De dingen die aan de muur hangen in een hotelkamer
trekken altijd mijn aandacht.
Soms wordt je verrast met lokale kunst, heel vaak door kitsch.
Deze keer, in een hotel in São Filipe op Fogo leek het op kitsch
maar blijkt het om kunst met een grote ‘K’ re gaan.


Dit was het hotel in São Filipe, op Fogo. Geen idee wat de naam van het hotel was. Zoals je ziet was het hoteldeel achter het voorhuis smal om ruimte te maken voor het zwembad.


Dit landschap blijkt een schilderij te zijn van de Engelse schilder John Constable, de titel is Flatford Mill, ‘Scene on a Navigable River’, 1816 -1817.

Het schilderij is eigendom van Tate Britain, op hun website
vond ik de volgende tekst:

Constable began this picture, his largest exhibition canvas to be painted mainly outdoors, a few months before his marriage to Maria Bicknell.
He wrote to Maria from Bergholt on 12 September 1816: ‘I am now in the midst of a large picture here which I had contemplated for the next exhibition – it would have made my mind easy had it been forwarder – I cannot help it – we must not expect to have all our wishes complete’.
Prior to 1814, the artist produced his exhibition pictures in the studio, working from oil sketches and drawings, but in that year he declared his intention to make finished paintings from nature.
The summers of 1816 and 1817 were the last occasions upon which Constable spent any length of time at East Bergholt, and the last in which the artist painted directly from the scenery of his Suffolk childhood.

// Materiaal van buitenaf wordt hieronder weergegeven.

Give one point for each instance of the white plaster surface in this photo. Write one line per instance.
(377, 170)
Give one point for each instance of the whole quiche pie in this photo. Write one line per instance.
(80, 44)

Constable frequently depicted the scenes of his ‘careless boyhood’ which, he wrote to his friend Archdeacon Fisher, he associated with ‘all that lies on the banks of the Stour.
They made me a painter (& I am gratefull)’.
The Constable family business was at Flatford, about a mile from East Bergholt.
The family had a watermill on the Stour for grinding corn, and a dry dock for building the barges to transport grain to Mistley for shipment to London, as well as a watermill upstream at Dedham.
The passage up and down the river required the use of horse-drawn barges; the ropes had to be disconnected in order to allow the barges to be poled under Flatford bridge.
In this picture, a boy is disconnecting a rope and another sits astride a tow-horse.
Constable painted the inscription to appear as if it had been scratched in the earth with a stick.